The nasty claim. It turns out it’s not always the huge fire or the bad car accident. The worse is the wear and tear claim. Mostly because the people who submit these are either desperate for help, obstinate, or they don’t understand insurance. Either way, its heart breaking.
For instance, I found an online complaint regarding one of the top-rated carriers. The insured had a vehicle engine failure in a used four-year-old car that had no warranty. And, was arguing policy terminology.
You know the engine is ‘permanently installed’ therefore it’s covered. What the policy says actually – pulled from ISO – generally: ‘we will not pay for (2) a Wear and Tear; b Freezing; c Mechanical or electrical breakdown or failure; or d Road damage to tires.‘
The part they are referring to in the policy falls way down the page under Exclusions (4) Loss of any electronic equipment that reproduces, receives or transmits audio, visual or data signals … This exclusion (“4”) does not apply to electronic equipment that is permanently installed in your covered auto or any non-owned auto.’
The majority of vehicles today have onboard computers, microprocessors, cameras, sensors and automated features.

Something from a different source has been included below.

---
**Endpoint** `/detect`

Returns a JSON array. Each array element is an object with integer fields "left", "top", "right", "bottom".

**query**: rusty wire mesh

When one thing breaks down that may mean the entire onboard computer system (three to five different computers) has to be replaced.
It’s important that the insured understands that the auto policy doesn’t cover wear and tear and electrical or mechanical breakdown. Encourage them to discuss the warranty and with their dealership. You can find most of the manufacturer warranty information on their respective websites.

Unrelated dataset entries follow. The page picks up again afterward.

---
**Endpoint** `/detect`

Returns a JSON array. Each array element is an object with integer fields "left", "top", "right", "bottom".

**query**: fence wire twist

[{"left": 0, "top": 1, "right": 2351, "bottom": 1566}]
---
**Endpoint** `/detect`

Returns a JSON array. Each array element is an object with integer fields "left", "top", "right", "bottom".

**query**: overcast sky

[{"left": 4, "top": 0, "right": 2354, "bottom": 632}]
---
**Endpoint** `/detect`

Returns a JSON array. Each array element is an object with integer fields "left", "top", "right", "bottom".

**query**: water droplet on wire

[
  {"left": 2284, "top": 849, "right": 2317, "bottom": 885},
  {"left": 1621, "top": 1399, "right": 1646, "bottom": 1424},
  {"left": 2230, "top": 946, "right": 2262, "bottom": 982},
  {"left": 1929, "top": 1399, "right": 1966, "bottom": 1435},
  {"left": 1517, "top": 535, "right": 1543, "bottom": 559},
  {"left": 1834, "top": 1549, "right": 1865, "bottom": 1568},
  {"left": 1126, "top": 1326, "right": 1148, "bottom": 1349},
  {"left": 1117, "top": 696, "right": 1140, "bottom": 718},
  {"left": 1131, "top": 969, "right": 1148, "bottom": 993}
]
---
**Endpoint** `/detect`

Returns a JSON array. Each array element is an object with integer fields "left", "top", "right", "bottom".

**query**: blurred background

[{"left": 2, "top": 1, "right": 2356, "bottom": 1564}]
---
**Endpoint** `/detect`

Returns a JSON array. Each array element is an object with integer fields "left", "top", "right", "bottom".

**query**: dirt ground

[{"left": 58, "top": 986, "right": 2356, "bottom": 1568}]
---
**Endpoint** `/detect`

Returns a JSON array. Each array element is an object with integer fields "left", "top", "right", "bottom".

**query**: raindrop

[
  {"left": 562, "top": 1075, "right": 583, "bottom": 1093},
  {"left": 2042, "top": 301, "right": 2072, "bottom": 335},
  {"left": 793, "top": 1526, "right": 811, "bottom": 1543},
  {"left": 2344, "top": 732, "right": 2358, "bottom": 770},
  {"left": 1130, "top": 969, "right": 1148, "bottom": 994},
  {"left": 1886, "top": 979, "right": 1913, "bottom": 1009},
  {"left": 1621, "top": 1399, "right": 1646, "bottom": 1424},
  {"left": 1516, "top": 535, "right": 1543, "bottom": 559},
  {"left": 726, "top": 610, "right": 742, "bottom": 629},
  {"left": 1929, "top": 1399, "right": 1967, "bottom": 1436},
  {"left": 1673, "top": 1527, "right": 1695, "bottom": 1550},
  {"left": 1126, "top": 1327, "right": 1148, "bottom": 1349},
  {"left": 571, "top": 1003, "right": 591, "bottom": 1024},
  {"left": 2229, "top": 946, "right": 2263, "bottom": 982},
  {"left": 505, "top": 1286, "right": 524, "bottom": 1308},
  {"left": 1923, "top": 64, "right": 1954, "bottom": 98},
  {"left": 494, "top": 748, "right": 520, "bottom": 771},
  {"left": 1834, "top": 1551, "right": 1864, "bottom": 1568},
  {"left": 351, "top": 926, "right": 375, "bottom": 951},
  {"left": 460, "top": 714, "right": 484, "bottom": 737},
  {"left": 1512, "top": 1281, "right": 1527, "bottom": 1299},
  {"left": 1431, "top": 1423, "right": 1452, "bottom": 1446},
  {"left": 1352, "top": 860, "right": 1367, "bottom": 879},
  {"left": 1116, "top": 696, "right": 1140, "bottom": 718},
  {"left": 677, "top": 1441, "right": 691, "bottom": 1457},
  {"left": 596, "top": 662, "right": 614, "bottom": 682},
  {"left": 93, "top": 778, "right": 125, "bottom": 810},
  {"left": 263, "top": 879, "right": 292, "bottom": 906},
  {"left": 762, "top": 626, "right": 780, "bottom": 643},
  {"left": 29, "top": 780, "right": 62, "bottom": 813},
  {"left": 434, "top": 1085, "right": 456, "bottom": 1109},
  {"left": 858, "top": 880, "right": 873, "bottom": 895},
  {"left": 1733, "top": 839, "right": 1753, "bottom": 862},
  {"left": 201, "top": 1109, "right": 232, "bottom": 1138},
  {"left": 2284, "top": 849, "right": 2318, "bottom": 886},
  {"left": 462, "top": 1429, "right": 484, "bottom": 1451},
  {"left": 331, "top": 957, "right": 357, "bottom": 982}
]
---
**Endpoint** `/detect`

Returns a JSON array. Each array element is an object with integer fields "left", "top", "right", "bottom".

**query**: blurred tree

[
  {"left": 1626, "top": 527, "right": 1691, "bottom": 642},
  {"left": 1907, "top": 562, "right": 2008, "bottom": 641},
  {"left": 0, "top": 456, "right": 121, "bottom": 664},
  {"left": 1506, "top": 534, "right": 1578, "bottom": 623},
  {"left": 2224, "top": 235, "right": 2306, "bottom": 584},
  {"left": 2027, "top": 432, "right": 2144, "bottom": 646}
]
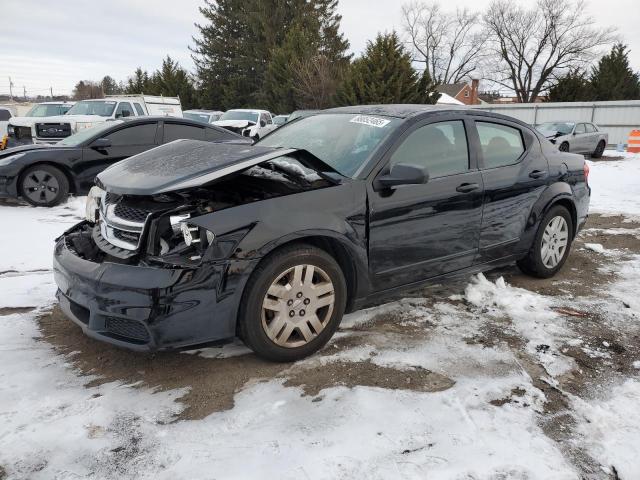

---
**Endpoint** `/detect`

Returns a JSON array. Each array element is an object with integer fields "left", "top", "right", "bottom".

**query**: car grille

[
  {"left": 36, "top": 122, "right": 72, "bottom": 138},
  {"left": 114, "top": 203, "right": 150, "bottom": 223},
  {"left": 105, "top": 317, "right": 150, "bottom": 343}
]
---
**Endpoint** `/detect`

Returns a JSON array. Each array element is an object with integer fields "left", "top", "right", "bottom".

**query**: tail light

[{"left": 584, "top": 162, "right": 590, "bottom": 185}]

One of the agencies I worked at previously kept a brochure from one of the local independent garages in the area. We wrote an entire garaging policy package for the business and sent them insured’s for repairs.
In fact, if the customer showed them their id card and it was from that agency – they would give a discount on regular maintenance and inspections. In states where there is a photo inspection required, it’s good to know who in the county a customer can go to and feel safe.
Under homeowner’s insurance, this type of exclusion falls under ‘Section I – Exclusions (5) Neglect … means to save and preserve property at and after the time of a loss’ or ‘B (2) acts or decision including failure to act or decide, or any person, group, organization or government body.’
The worst claim I ever had was from an insured who had a considerable loss to their roof due to ice damming. Instead of repairing the damage, they let it go.
Six years later they presented the claim which was denied. It leaves a bad taste in your mouth, seeing client be denied. The agency had spoken to them on several retentions calls about submitting a claim which made the denial stick. There was no ‘I didn’t know I could submit a claim for that.’ The carrier then demanded the damage be fixed which they had to do in order to maintain coverage.
It’s good to see how the insured is living when you write the policy. It should not be a reason to walk away, but maybe a reason for a deductible and/or extra attention.